Of course, we’re looking at ways to apply MuZero to real-world problems, and there are some encouraging early results. To give a concrete example, traffic on the Internet is dominated by video, and a big open problem is how to compress those videos as efficiently as possible. You can think of this as an empowerment learning problem as there are very complicated programs that compress the video, but what you see next is unknown. But when you plug something like MuZero into it, our initial results look very promising in terms of saving significant amounts of data, maybe about 5 percent of the bits used when compressing a video.
Where do you think reinforcement learning will have the greatest impact in the longer term?
I come up with a system that can help you as a user to achieve your goals as effectively as possible.

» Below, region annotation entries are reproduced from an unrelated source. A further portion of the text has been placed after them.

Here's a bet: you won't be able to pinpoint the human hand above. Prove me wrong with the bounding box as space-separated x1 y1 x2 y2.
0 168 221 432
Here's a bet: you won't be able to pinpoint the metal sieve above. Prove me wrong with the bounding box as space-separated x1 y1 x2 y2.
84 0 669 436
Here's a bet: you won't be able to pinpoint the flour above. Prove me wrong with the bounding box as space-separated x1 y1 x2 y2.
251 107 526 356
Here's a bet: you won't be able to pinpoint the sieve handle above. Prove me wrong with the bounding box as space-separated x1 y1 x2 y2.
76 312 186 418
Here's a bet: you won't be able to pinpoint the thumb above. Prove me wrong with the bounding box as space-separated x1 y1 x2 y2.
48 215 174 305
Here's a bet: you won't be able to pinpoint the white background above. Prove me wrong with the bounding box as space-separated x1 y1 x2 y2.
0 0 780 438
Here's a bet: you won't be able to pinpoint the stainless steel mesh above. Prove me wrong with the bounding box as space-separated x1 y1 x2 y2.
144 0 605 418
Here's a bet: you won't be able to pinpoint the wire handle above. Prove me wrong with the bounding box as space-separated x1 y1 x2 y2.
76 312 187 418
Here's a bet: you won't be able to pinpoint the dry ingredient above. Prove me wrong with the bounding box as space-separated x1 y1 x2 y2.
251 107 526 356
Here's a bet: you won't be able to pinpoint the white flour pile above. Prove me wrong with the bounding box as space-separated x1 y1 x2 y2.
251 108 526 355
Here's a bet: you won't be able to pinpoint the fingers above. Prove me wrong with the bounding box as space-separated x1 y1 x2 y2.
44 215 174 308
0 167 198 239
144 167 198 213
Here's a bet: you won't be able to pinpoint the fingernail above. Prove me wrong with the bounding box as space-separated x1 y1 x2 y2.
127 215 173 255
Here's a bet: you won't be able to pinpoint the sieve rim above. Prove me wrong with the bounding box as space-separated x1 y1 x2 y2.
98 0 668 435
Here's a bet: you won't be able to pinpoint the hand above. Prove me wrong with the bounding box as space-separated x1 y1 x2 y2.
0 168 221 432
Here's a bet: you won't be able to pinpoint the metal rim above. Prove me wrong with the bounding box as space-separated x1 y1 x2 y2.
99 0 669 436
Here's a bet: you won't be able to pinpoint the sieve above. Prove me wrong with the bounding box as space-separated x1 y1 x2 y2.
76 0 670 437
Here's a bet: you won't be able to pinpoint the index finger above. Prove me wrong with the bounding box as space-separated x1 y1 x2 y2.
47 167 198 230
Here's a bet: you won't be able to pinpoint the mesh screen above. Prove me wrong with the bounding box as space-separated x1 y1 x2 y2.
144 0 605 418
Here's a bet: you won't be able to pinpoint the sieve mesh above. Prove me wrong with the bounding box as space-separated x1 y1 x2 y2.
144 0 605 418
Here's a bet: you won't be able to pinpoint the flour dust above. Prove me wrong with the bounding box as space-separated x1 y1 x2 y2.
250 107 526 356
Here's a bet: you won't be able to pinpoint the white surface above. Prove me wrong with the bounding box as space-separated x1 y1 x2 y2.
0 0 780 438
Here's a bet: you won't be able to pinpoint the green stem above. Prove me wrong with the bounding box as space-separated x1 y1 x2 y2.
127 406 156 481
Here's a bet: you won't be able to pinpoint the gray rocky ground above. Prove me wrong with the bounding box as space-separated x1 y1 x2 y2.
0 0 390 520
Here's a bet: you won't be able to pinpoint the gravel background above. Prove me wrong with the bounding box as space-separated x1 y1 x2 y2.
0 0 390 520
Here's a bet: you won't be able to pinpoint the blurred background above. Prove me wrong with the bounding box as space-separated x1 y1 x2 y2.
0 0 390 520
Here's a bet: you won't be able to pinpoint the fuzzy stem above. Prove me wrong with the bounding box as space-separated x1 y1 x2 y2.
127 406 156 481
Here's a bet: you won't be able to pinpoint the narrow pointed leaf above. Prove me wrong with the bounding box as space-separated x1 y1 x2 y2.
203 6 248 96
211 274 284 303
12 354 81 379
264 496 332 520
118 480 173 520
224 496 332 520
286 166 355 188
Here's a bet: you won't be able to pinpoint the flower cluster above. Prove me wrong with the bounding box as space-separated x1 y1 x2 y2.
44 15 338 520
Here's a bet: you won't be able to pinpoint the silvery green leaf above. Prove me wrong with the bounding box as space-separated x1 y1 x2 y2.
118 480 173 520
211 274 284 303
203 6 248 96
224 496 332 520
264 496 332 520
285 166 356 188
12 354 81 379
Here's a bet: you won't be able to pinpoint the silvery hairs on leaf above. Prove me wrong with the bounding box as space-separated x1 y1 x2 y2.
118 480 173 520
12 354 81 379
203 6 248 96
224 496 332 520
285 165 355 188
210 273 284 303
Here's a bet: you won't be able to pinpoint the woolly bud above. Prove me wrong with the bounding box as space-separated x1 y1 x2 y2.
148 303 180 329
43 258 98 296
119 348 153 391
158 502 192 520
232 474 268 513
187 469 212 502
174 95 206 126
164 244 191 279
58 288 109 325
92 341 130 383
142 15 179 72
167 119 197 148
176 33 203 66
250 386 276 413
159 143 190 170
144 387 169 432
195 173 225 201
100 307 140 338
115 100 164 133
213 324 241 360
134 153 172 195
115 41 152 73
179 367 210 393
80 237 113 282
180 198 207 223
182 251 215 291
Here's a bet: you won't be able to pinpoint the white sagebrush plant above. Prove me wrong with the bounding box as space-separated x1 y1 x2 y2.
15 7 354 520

A really powerful system that sees all the things you see, that all have the same senses as you, that can help you achieve your goals in life. I think that’s a very important one. Another transformative, long-term focus is something that a personalized healthcare solution could provide. There are privacy and ethical issues to be addressed, but it will have tremendous transformative value; it will change the face of medicine and people’s quality of life.
Is there anything you think machines will learn to do in your lifetime?
I don’t want to put a timetable on it, but I would say that whatever a human can accomplish, in the end I think a machine can. The brain is a computational process, I don’t think there is any magic going on there.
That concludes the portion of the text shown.